McDonnell Decision and the Future of Federal Conflict of Interest Laws

June 30th, 2016 3:57 pm

I am sure that my wisdom pales before that of a deeply-divided Supreme Court that somehow unified long enough to unanimously overturn the conviction of former Virginia governor Bob McDonnell. There are innumerable ways that the Court might have justified such an outcome; however, concluding that his intercession in arranging meetings for Jonnie R. Williams, Sr. did not constitute “official acts” stretches credulity. Moroever, as one who spent the majority of his Federal career involved in government ethics, I am left to wonder after this decision, “why bother with government ethics at all?”

The Court seemed to be in alignment with the notion that an action taken by a public official (on official time and dime) in order to get another public official to consider taking an official action is not, in and of itself, an official act. I confess that I am not as smart in this realm as they, but I would have assumed that when a private citizen wants the Commonwealth of Virginia to use his company’s products and contacts the governor to arrange a meeting regarding the use of that product by the Commonwealth, that he is hoping that the governor’s intercession will involve use of the clout that governors usually only have as a result of their official status. But, that’s just me, I guess. Yet, If these are not “official acts,” what are they? Private? Quasi-private?

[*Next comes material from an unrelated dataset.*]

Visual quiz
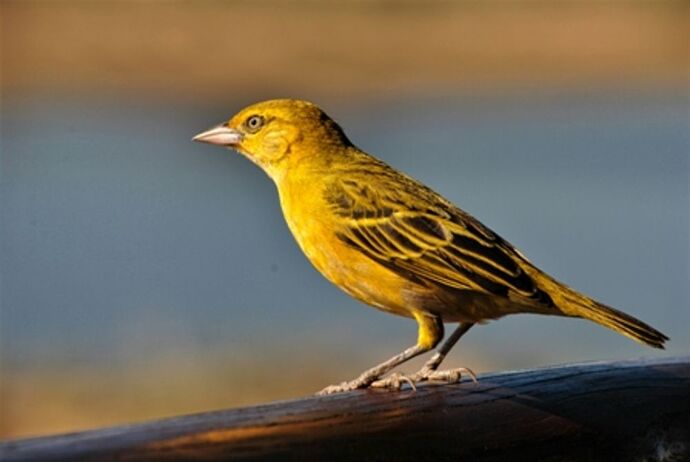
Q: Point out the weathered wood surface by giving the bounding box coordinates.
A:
[0,358,690,462]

In essence, the Court has said that if the highest elected official of your jurisdiction takes the time to walk into your office and tell you to meet with person x about product y, there is nothing that you, the subordinate official, should (1) assume about the intended outcome of that meeting, or (2) fear about your career path should the outcome not go in a given direction. And, of course, you as a citizen should pay no attention to the hundreds of thousands of dollars in gifts and opportunities provided by the man/woman “behind the curtain” to your highest public official unless you can absolutely prove that those gifts/opportunities were provided for a reason other than for the public official to do his/her best for the public as a whole.

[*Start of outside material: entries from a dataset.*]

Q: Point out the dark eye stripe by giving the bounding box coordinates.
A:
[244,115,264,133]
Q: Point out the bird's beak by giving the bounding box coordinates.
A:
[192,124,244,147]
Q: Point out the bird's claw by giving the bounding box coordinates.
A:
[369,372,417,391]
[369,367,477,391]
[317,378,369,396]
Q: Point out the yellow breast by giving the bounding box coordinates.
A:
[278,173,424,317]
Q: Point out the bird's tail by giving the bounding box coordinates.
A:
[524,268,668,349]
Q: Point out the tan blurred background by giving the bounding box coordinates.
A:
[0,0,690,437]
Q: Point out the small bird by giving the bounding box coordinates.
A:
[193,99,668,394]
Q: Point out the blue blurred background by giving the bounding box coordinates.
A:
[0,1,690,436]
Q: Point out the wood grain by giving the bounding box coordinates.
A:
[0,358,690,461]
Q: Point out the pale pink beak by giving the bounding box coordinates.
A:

I take no solace in the reassurance by Justice Roberts that this decision does not prevent the government from prosecuting corruption in general—perhaps only corruption by the stupid. Only a dumb organized crime boss would tell a subordinate to kill someone. A smart boss would simply infer to an underling that the to-be-murdered-person’s absence through an unfortunate occurrence would be “shall we say, beneficial.” Similarly, only the stupid corruptor would clearly and succinctly state to a public official that he/she is specifically providing a payment of $100,000 to that official specifically in return for a given favorable decision. The smart one would as here, have someone with clout arrange a “meeting to discuss” the matter with an subordinate official. I don’t know. Maybe “thinning the herd” is as desirable goal in corruption as it is in nature–survival of the fittest and all that. for those who remember the TV comedy “Cheers,” it seems more like Cliff Claven’s “Buffalo Theory” to me. Look it up.

We in government ethics talk all the time about officials not even giving the appearance of a conflict of interest. As in most human endeavors, we find that noble principles are best supported by a few punitive laws or rules for those who do not “see the light.” Over two centuries, Federal conflict-of-interest laws and ethics rules have punished appearances of corruption because of the overarching need in a government based on popular sovereignty for the citizenry to trust in the integrity of its governing officials. Sadly, the Court has said that appearances/ethics are in the eye of the beholder. Rod Blagojevich, get that appeal started.

Unfortunately, I fear that as the Citizens United decision turned the electoral side of our democracy fully over to the rich and powerful, the McDonnell decision will turn the policy side fully over to the rich and powerful as well.